The caregivers alleged that the commission had committed gross negligence and irregularities in the handling of their case. This prompted the LICs to bring the case to the Superior Court of Quebec which they asked to require the commission to do properly its investigation.
Me Heidy Melissa Arango, counsel of the LICs, said Judge Davis “will first decide whether PINAY, a Quebec Filipino women’s group, and the LICs’ motion for judicial review should be dismissed or not. If the judge decides not to dismiss the motion, then the case will go on.”
“The commission, an administrative agency, made numerous errors in its investigation, and that is why we are asking the Superior Court to send the case back to the commission so it can correct its own errors,” Arango said.
At the hearing held last Sept. 20, Athanassia Bitzakidis, the commission’s lawyer, presented argument for the dismissal of the motion for judicial review. Arango presented counter-argument for the Superior Court to continue hearing the motion.
The counsels’ arguments essentially concern the “delay in the filing a motion for judicial review, the nature of the decision, the commission’s exercise of its discretionary power and procedural fairness.”
Arango said, “This is a case of severe discrimination, harassment and exploitation of these women over a period of several years and the commission failed to protect these women as it was negligent in the handling of their complaint.”
“This is a case of public interest and its outcome will have an impact on Filipino community’s perception of the Canadian justice system and on domestic workers in general. Also at stake is Canada’s commitment to its international obligations to protect domestic and migrant workers from discrimination and exploitation.”
The eight Filipino live-in caregivers are seeking payment of CAD$10,000 each from the commission.The case came about when 26 Filipino women, who, with PINAY’s assistance, filed in May 2009 the complaint with the human rights commission against John Aurora, a West Island (Quebec) immigration consultant and recruiter, who died in September 2009.
Aurora used to travel to Hong Kong and other Asian cities to recruit workers for a fee of US$4,000 from each worker. Once the women arrived in
Montreal, they were subjected to abusive employment, housing conditions and mistreatments, it was alleged.
Because they were not given the promised live-in caregiver jobs, they spent their own money for their stay while they awaited confirmation of new job offers and issuance of their new work permits.
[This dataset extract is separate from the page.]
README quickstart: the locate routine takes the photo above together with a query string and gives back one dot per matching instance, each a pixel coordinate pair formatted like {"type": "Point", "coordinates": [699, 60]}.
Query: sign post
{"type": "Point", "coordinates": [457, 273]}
They signed agreements with Aurora to rent his house, while they endured substandard living conditions that forced them to sleep on the floor.
Their complaint filed in October 2010 with Quebec Human Rights Commission was dismissed in June 2012 due to the death of Aurora and the claim that his daughter had no involvement in the agreements.
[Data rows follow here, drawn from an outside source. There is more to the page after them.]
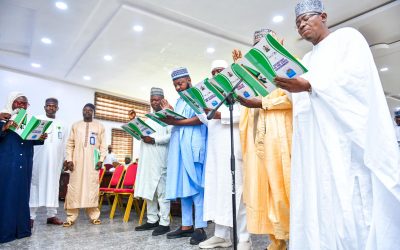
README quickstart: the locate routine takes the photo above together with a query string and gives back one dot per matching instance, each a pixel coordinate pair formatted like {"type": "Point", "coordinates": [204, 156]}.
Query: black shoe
{"type": "Point", "coordinates": [160, 230]}
{"type": "Point", "coordinates": [179, 233]}
{"type": "Point", "coordinates": [198, 236]}
{"type": "Point", "coordinates": [146, 226]}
The motion filed with the Superior Court of Quebec in August 2012 alleged that the commission’s handling of the case was fraught with irregularities, negligence and other problems, among which are as follows:
The commission waited nine months to meet with four of the victims, contrary to standard preliminary evaluation practice of meeting them within two to three months from the filing of the complaint; it failed to produce a standard investigation report after three years of investigation contrary to its own guidelines; it failed to inform victims of their right to name other persons, who engaged in acts of discrimination and exploitation as corespondents; and it ruled that Aurora’s successor couldn’t be held liable for punitive damages, contrary to a 2010 Supreme Court decision.
Evelyn Calugay, PINAY president, in a phone interview, said, PINAY is grateful for the help of Arango and her supervising lawyer Walter Tom. Arango even paid for the CAD$271 court and bailiff’s fees “because our group composed of 250 members has no money. The commission’s errors and its decision to close the file are not acceptable.”